The same person who topped the college failed in MSc Interview.Some people say it was not your mistake just wrong time.But No I say “If I have the Courage to accept I am a ranker than also should I have Courage to accept that yes I did failed”This proved out to be a disturbing failure.I was disturbed, Broken, Shattered.But luckily I already had a opportunity in my hand.I was already appointed as a Dietician in a Gym.And so I didn’t had the time to Cry over it.I moved ahead with my Job. Still not the end one more story ahead.

One more Story
I applied for a Course there was a selection procedure for it.A private course for Entrepreneurship.Yes I got selected.But I was adamant that I can join this course only if I am given a Scholarship.And they denied.Though they had a good reason.I was late to apply for the scholarship procedure.And so even after being selected for normal course I didn’t went ahead.But later I came to know the person who took my interview said to someone .Her interview was not so good,etc etc.But I just wondered OK My interview was not good.Than on basis of what had you selected me for the Normal Course?This failure didn’t affect me.It was just a Normal Course.I would just say Still I will be a Entrepreneur.

Job Story

I wasn’t prepared for a job mentally.Nor do I was trained.And No senior at my Gym.Only me.They assumed I knew everything.May be I did but still practical knowledge is different.I started working but being Introvert and Shy It was Difficult for me to Convince others.And a Dietician in Fitness Industry we need to speak a lot.This is not a failure. It’s my drawback I am trying to improve on it.

Just imagine and put yourself in my situation and think for a while.
A Introvert,shy person who barely speaks chooses a field Nutrition.And inspite of me knowing my biggest drawback Speaking inspite of being in a hospital or clinical industry I choose Fitness Industry.Where DIETICIANS have to be Good Speakers.Coz Gym industry is all a game of how you speak.How well you convince others.

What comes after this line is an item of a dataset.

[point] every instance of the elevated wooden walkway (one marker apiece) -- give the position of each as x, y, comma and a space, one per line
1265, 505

That’s what I like to do.To Challenge myself.One thing I am not good at but someday the same thing I will be best at.And I know I will.

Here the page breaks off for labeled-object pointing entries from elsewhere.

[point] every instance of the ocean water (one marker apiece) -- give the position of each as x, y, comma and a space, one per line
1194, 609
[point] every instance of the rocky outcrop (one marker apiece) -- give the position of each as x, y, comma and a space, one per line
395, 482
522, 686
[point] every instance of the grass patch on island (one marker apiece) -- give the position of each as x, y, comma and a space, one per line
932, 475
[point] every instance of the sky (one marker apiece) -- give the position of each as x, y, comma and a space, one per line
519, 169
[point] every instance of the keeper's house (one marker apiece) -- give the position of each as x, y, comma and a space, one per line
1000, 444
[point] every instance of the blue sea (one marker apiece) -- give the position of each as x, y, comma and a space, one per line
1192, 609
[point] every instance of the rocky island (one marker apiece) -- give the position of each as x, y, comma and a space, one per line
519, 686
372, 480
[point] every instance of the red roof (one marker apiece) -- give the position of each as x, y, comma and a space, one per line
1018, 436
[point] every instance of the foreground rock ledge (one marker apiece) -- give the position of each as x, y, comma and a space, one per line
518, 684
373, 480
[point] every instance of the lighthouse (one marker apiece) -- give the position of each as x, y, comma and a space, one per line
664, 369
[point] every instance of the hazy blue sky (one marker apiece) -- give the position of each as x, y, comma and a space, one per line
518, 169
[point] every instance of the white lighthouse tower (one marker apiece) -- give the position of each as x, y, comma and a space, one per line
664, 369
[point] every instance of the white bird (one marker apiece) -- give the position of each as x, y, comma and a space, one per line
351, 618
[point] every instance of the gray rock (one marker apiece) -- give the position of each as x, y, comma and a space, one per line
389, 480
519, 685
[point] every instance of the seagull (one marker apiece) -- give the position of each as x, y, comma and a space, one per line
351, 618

These were my failure stories..And yes I do stand out strong after overcoming my failures.

I just want to make people realize my value that they have let gone a right person.Once I leave it’s Difficult for me to return.

I learned from my failures.My failures taught me

Life is a constant struggle.Success is a destination.But failure is your journey.And achieving success without experiencing failure is like sitting in a roller coaster ride which doesn’t makes You scare.

Learn from your failures to achieve success.

Kisine kaha hai “Haarna jeetna Kismat ki baat hai lekin hum Koshish bhi naa Kare ye toh Galat baat hai”

Someone said”Winning,Losing is a game of destiny but if we don’t try it’s a wrong thing”

Mera Manna hai “Vo Kaamyabi hi Kya Jo aapko Virasat Mai mile”

Strive for your Success and if you fail.Just remember” Raat k Baad hi toh savers hota hai”(There ‘s a Sunrise after every Darknight)

So finally even I got a experience of failures.Can I be Successful now?
Can Share your Failure stories and how you overcame it.